114 Raising personal grievance
Vote:(1) Every employee who wishes to raise a personal grievance must, subject to subsections (3) and (4), raise the grievance with his or her employer within the period of 90 days beginning with the date on which the action alleged to amount to a personal grievance occurred or came to the notice of the employee, whichever is the later, unless the employer consents to the personal grievance being raised after the expiration of that period.
November 14th, 2010 at 1:41 pm
badmac, you are dreaming. There is nothing in the whole clause than can be “reinterpreted”, it says what it says.
You must raise the grievance within 90 days. If you don’t the employer doesn’t have to consider it. That’s a time limit. QED
FFS be a man. Be honest enough to admit you got it wrong. That way I might have some respect for you.
Its no biggie, just an error. Or are you incapable of error?
Vote:November 14th, 2010 at 5:30 pm
Its a law written by you lefties that can do no wrong.
Let me underline it and see if you can see the problem.

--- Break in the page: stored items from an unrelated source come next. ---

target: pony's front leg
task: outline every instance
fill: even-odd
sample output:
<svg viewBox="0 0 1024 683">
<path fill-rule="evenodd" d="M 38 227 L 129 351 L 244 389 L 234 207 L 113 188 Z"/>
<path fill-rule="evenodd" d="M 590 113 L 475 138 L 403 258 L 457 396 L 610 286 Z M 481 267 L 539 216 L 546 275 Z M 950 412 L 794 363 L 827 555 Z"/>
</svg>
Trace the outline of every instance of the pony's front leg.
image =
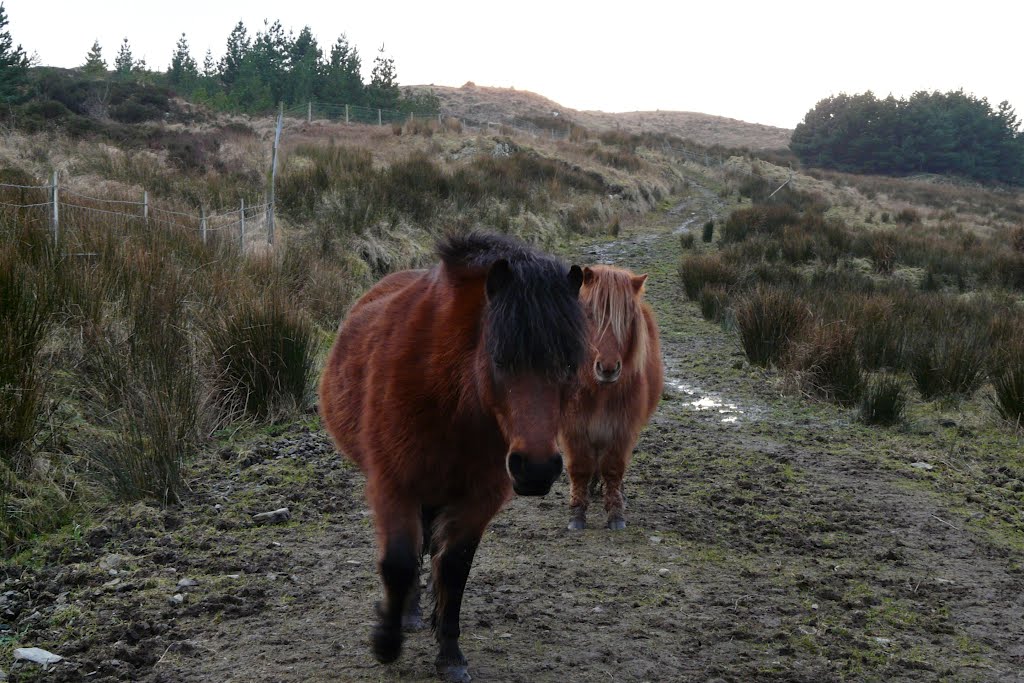
<svg viewBox="0 0 1024 683">
<path fill-rule="evenodd" d="M 569 472 L 569 530 L 581 531 L 587 528 L 587 506 L 590 504 L 590 480 L 596 469 L 595 458 L 589 452 L 565 449 L 566 467 Z"/>
<path fill-rule="evenodd" d="M 482 535 L 479 532 L 450 536 L 434 557 L 434 634 L 440 646 L 435 665 L 437 673 L 448 683 L 471 680 L 469 663 L 459 648 L 459 615 L 469 569 Z"/>
<path fill-rule="evenodd" d="M 626 497 L 622 480 L 626 476 L 630 452 L 611 450 L 601 458 L 601 479 L 604 481 L 604 509 L 608 513 L 607 526 L 612 531 L 626 528 Z"/>
<path fill-rule="evenodd" d="M 387 664 L 402 651 L 402 622 L 419 581 L 420 510 L 418 506 L 376 507 L 378 568 L 384 582 L 384 604 L 371 635 L 373 655 Z"/>
</svg>

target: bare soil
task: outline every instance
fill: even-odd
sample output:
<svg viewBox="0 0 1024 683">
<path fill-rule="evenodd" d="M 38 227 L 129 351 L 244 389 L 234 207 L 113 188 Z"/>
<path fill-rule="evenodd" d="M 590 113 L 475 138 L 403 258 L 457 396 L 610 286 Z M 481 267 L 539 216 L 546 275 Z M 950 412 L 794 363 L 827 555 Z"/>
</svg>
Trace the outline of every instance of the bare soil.
<svg viewBox="0 0 1024 683">
<path fill-rule="evenodd" d="M 948 411 L 868 428 L 751 368 L 677 285 L 678 232 L 723 210 L 695 187 L 578 247 L 650 273 L 670 388 L 627 474 L 625 531 L 567 531 L 564 478 L 495 518 L 462 612 L 474 679 L 1024 680 L 1020 443 Z M 184 505 L 109 511 L 4 567 L 0 638 L 66 660 L 43 675 L 8 647 L 0 669 L 433 681 L 429 631 L 396 664 L 370 654 L 380 588 L 362 493 L 313 415 L 206 454 Z M 285 506 L 287 523 L 252 520 Z"/>
</svg>

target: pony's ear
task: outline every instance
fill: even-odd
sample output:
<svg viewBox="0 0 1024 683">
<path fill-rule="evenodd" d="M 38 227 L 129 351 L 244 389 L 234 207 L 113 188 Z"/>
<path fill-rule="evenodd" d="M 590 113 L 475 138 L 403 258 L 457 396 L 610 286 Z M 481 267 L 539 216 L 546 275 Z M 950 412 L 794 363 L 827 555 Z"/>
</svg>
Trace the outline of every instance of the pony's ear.
<svg viewBox="0 0 1024 683">
<path fill-rule="evenodd" d="M 498 259 L 487 271 L 487 298 L 493 299 L 498 292 L 505 289 L 512 282 L 512 266 L 507 259 Z"/>
<path fill-rule="evenodd" d="M 644 291 L 644 283 L 647 282 L 647 273 L 644 273 L 643 275 L 634 275 L 630 278 L 630 281 L 633 283 L 633 291 L 639 294 Z"/>
<path fill-rule="evenodd" d="M 594 281 L 595 277 L 597 276 L 594 275 L 593 268 L 591 268 L 590 266 L 583 266 L 583 284 L 589 285 Z"/>
<path fill-rule="evenodd" d="M 586 270 L 590 270 L 587 268 Z M 573 266 L 569 269 L 569 286 L 572 288 L 573 293 L 580 291 L 580 286 L 583 284 L 583 280 L 586 279 L 586 274 L 583 270 L 580 270 L 579 266 Z"/>
</svg>

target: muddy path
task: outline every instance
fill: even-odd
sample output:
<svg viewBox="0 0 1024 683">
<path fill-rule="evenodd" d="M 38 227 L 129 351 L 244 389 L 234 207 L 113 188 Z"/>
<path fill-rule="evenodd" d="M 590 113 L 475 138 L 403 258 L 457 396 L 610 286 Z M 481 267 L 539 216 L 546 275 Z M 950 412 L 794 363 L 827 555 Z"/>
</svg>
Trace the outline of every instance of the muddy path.
<svg viewBox="0 0 1024 683">
<path fill-rule="evenodd" d="M 568 532 L 564 477 L 495 518 L 463 607 L 474 680 L 1024 680 L 1024 539 L 996 518 L 1020 494 L 963 465 L 1004 444 L 938 417 L 869 429 L 749 367 L 676 284 L 679 232 L 723 210 L 694 187 L 579 247 L 650 274 L 669 387 L 625 531 Z M 433 681 L 429 631 L 370 656 L 362 486 L 312 416 L 225 447 L 181 508 L 112 512 L 9 566 L 0 622 L 67 658 L 46 680 Z"/>
</svg>

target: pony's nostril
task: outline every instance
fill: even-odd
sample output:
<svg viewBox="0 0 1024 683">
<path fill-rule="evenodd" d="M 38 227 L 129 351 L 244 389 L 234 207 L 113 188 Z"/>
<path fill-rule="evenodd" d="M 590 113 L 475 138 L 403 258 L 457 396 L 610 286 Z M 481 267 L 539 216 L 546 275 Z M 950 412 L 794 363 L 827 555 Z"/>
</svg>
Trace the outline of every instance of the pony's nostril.
<svg viewBox="0 0 1024 683">
<path fill-rule="evenodd" d="M 622 361 L 621 360 L 615 361 L 615 370 L 613 372 L 618 372 L 621 369 L 622 369 Z"/>
<path fill-rule="evenodd" d="M 523 457 L 523 454 L 522 453 L 517 453 L 515 451 L 513 451 L 512 453 L 509 453 L 508 454 L 508 473 L 511 474 L 513 476 L 513 478 L 517 478 L 518 479 L 519 477 L 523 476 L 523 473 L 524 473 L 525 470 L 526 470 L 526 458 Z"/>
</svg>

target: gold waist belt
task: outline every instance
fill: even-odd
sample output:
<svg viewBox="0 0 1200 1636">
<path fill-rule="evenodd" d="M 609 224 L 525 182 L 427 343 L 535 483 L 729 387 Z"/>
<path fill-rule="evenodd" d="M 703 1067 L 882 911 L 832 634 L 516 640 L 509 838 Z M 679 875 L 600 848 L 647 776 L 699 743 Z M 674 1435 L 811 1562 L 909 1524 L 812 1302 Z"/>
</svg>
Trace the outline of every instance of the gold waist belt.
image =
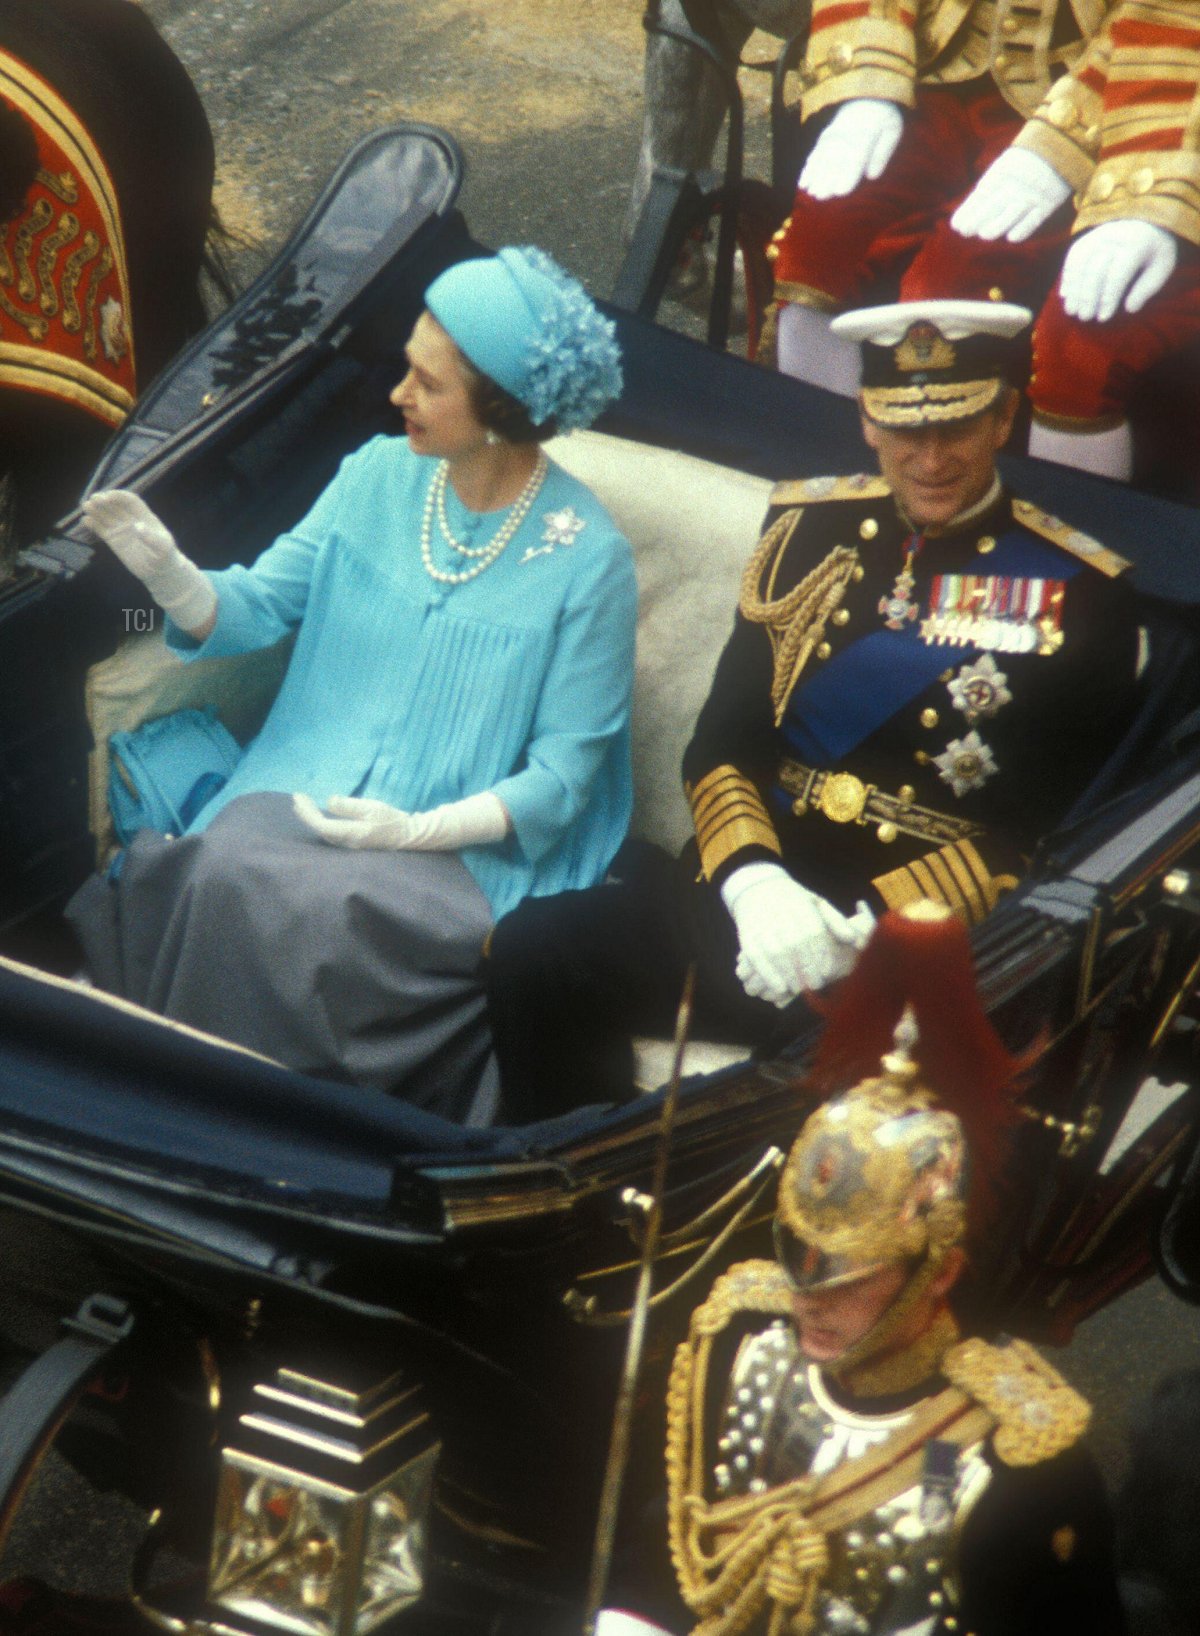
<svg viewBox="0 0 1200 1636">
<path fill-rule="evenodd" d="M 875 824 L 881 841 L 915 835 L 918 840 L 942 846 L 984 833 L 982 824 L 918 806 L 903 795 L 886 795 L 853 773 L 825 772 L 787 756 L 779 764 L 779 782 L 792 797 L 792 811 L 797 818 L 819 812 L 834 824 Z"/>
</svg>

114 Raising personal grievance
————– came to the notice of the employee ———————————
That HAS been interpreted to mean, when you think/remember/dream of it, you have 90 days to make the complaint. Not when the event happened!!!!!!!!!, BUT when you became aware that it was “potential lucrative for you to remember it” as such it has NO limitation, the 90 days only applies for how long you have to complain after you became aware. Such as 20 years later “Oh I didn’t know my boss from 20 years ago couldn’t do that, I guess I can take a PG as I have just become aware”.
Vote:November 14th, 2010 at 7:30 pm
I see. So 20 years later you suddenly think: “Gee, I must have been fired in 1990, I thought I had dreamed it, but maybe it was really true…..it didn’t come to my notice when the boss said ”Ýou’re fired” because I wasn’t really listening. It didn’t come to my notice when I never went back to work there, I thought I’d just forgotten the address…….”
Don’t be idiotic. Just admit you got it wrong and we can move on.
Start with: ”Maggie, you are right……..” and carry on from there.
Vote:November 14th, 2010 at 8:03 pm
You are a complete idiot, just admit you don’ t know what the f**k you are talking about. I know because it cost me $5,000 to settle out of court 7 months after i fired somebody for being under the influence of illegal drugs, not once, not twice, not even 3 times but everyday for 4 weeks. I sent him home, paid for councilling and even involved his parents. Then he turned up 2.5 days late smashed and I marched him out. He later accused me of constructive dismissal and took a pg via some dick head auckland lawyer who worked on a percentage of any money gained basis. My lawyer told me it would cat between $10 and $20 k to defend and I would certainly win. I settled and moved on.
This employee was taken on under the 90 day rule and was a model employee for 90 days. Then for the next 4 months he was absent more than he was in attendance. It went down hill when I finally started docking his pay (I gave him over 20 paid sick days even though he was entitled to none until 6 months).
So Maggie, I accept your appology for your comments. I undertand that you don’t know what you are talking about (again) I am now moving on as once again like a pig in shit you don’t know when to stop.
Vote:November 14th, 2010 at 8:23 pm
Now I understand. You are a bitter human being incapable of ever admitting you were wrong.
I do apologise, I am genuinely sorry you are such a embittered individual. Hopefully one day you will get over it and be able to move on.